Opinion

Viewpoint: Sort commissioning out

Will the abolition of NHS England herald a new age for optometric NHS services, or will we continue to see the same old problems recurring? Much as I would like to think we may be witnessing the dawn of a new era, I fear this is a false hope.  

In large part, the problems for patients on a day-to-day basis have little to do with the manifest incompetencies we have known about for so long in NHS England.  

Rather they lie at a more local level with integrated care boards and the total inability of service commissioners to see the benefits that optometry has to offer to their populations.  

I say this on the back of the news from Hampshire that, far from commissioning new novel services for the benefit of local patients, its intention is to decommission existing cataract and enhanced triage contracts on March 31, 2025.  

This sort of measure can only be viewed as a serious retrograde step in providing sight-saving care to a local community in the face of existing eye care services struggling to cope. The fact that these sorts of services are highly valued by patients and have been shown to run exceedingly well seems to be ignored by this merry band of people. 

There can be little doubt that these health commissioners may have played a central part in some of their local population, to put it bluntly, going blind. Is this what health service commissioners are meant to do?  

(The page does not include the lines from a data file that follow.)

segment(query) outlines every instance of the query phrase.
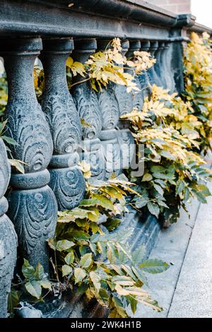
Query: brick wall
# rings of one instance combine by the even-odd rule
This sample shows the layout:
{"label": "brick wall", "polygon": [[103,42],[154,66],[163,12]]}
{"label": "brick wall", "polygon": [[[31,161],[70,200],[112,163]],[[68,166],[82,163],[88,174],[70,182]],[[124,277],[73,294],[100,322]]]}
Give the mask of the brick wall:
{"label": "brick wall", "polygon": [[174,13],[191,13],[192,0],[146,0],[146,1]]}

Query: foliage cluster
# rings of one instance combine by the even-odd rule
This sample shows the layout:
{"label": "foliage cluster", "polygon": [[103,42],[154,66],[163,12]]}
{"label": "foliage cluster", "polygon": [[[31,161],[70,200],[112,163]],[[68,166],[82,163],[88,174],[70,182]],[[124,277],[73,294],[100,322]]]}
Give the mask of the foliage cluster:
{"label": "foliage cluster", "polygon": [[[123,177],[112,177],[106,182],[91,180],[89,165],[81,163],[80,167],[88,179],[85,199],[72,211],[59,213],[55,236],[48,240],[56,283],[48,280],[40,264],[34,268],[24,262],[21,285],[37,300],[43,299],[42,288],[51,291],[61,284],[62,289],[71,288],[88,299],[95,298],[110,308],[111,317],[127,317],[129,306],[134,313],[138,302],[161,310],[143,288],[147,285],[145,273],[160,273],[168,265],[157,259],[146,260],[143,247],[131,253],[128,244],[131,230],[126,234],[122,227],[116,228],[127,212],[127,204],[147,209],[172,223],[177,221],[180,207],[186,209],[192,197],[206,203],[206,198],[211,195],[206,183],[212,179],[211,174],[200,157],[200,153],[210,146],[209,47],[206,35],[203,39],[192,35],[185,49],[186,90],[182,97],[153,85],[142,109],[122,116],[122,119],[130,121],[136,143],[145,147],[145,172],[142,177],[131,177],[134,185]],[[81,76],[82,81],[89,81],[95,90],[107,88],[110,83],[124,85],[128,93],[138,90],[136,75],[143,73],[154,62],[143,52],[126,59],[119,40],[114,39],[104,52],[93,54],[85,64],[69,58],[69,88],[73,77]],[[44,84],[40,68],[35,69],[35,84],[40,99]],[[2,132],[5,125],[1,125]],[[133,197],[131,203],[126,201],[127,192]]]}
{"label": "foliage cluster", "polygon": [[211,150],[212,138],[212,42],[204,32],[202,37],[193,32],[184,47],[184,98],[190,102],[193,114],[201,123],[198,131],[200,150],[206,154]]}
{"label": "foliage cluster", "polygon": [[144,174],[133,179],[141,197],[133,201],[169,225],[177,220],[181,206],[186,209],[192,197],[206,203],[211,195],[206,182],[212,174],[194,152],[199,148],[201,123],[190,104],[155,85],[151,90],[142,112],[134,109],[122,118],[130,121],[136,143],[144,145]]}

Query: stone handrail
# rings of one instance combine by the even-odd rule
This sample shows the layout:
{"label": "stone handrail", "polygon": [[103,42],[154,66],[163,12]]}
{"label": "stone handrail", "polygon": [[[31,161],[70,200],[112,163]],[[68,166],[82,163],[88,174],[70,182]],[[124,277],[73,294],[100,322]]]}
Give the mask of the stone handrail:
{"label": "stone handrail", "polygon": [[[193,16],[177,16],[139,0],[71,2],[69,7],[65,0],[2,0],[0,6],[0,56],[8,83],[6,134],[18,143],[12,147],[13,158],[25,162],[24,174],[13,170],[7,213],[22,257],[33,266],[40,262],[46,272],[46,240],[54,235],[57,211],[78,206],[85,193],[79,160],[90,160],[92,175],[100,179],[126,167],[134,153],[133,139],[119,116],[134,107],[141,108],[146,94],[143,88],[148,83],[182,90],[182,42],[184,31],[195,23]],[[127,93],[122,85],[110,85],[96,93],[88,82],[69,91],[67,57],[72,53],[75,60],[84,62],[115,37],[121,38],[124,54],[144,50],[157,59],[154,68],[136,78],[141,93]],[[45,75],[41,105],[33,76],[37,57]],[[82,129],[80,118],[90,126]],[[82,142],[86,150],[79,153]],[[9,178],[0,139],[0,316],[6,316],[16,256],[15,232],[5,215]]]}

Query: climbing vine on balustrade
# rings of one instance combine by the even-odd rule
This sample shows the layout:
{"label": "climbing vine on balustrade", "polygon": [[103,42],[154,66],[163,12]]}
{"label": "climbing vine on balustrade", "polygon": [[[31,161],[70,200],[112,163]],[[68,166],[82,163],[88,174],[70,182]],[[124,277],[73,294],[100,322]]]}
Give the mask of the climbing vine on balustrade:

I do not profess to understand how such a crass decision has come about, but I sincerely hope they are held to account over the coming months and years and that those people who will inevitably go blind as a result of these actions take the appropriate restitutional action. Why, however, do commissioners do these things? 

Just recently, I have personally experienced two incidences that show the ridiculous way that eye care services are structured. The first concerns my mother-in-law. Now, my mother-in-law defies all mother-in-law jokes known to us. She is just the best you could ever wish for and, as such, in my opinion, deserves the best when it comes to any of her needs.  

She had two very good cataract operations but complained of subsequent clouding of her vision a few months later. As suspected, this was due to secondary capsular thickening. As we all know, sorting this out is a simple procedure that quite a number of optometrists are now capable of carrying out.  

A quick trawl through the internet confirms that many of the private clinics will carry out this procedure on the same day as the patient attends as it is so straightforward. However, my mother-in-law was seen in an NHS clinic.  

The first visit, some weeks after the initial referral, had her seen by a consultant who told her that her vision was blurred because she had secondary capsular thickening and they needed to make her an appointment to have this seen to.  

A week or so later, the appointment arrived by post for the procedure to take place a few weeks later. The whole process was slow, long-winded and unnecessary. This could all have been done in one visit. Why is this sort of wasteful process not being called out?  

The second event concerned a patient aged 94. He reported that he had developed sudden onset torsional diplopia and was told to ring the local triage service. He was diagnosed by them as having wet age-related macular degeneration (AMD) and was referred for injections.  

On the day, he was told he did not have wet AMD but needed to be seen in the adult motility clinic for investigation of the diplopia. This could not happen on that same day as it was a different clinic and so he would be sent an appointment in due course.  

Given that this sort of symptom can be associated with a neurovascular incident such as a transient ischaemic attack, one would have thought that some sort of urgency would be associated with the case. However, a week later, he had still heard nothing.  

These incidents are just two examples of shoddy commissioning of eye care services. Some of this commissioning is, at best, totally unacceptable and, at worst, potentially life threatening.  

I have heard it argued that it is necessary to be thorough and practice due diligence to protect patients. However, in so many cases this line of thinking may actually harm, or even kill, patients. How can that possibly be ‘protecting patients’? 

With the demise of NHS England, we have an opportunity to change age-old inefficient and dangerous practices. Commissioners need to wake up and do their jobs properly. They need to commission the modern safe services that optometry can, and so often does, very successfully provide.  

That way, we can begin to address the current problems within the eye care sector. We must hold these local commissioners to account for the sake of our patients.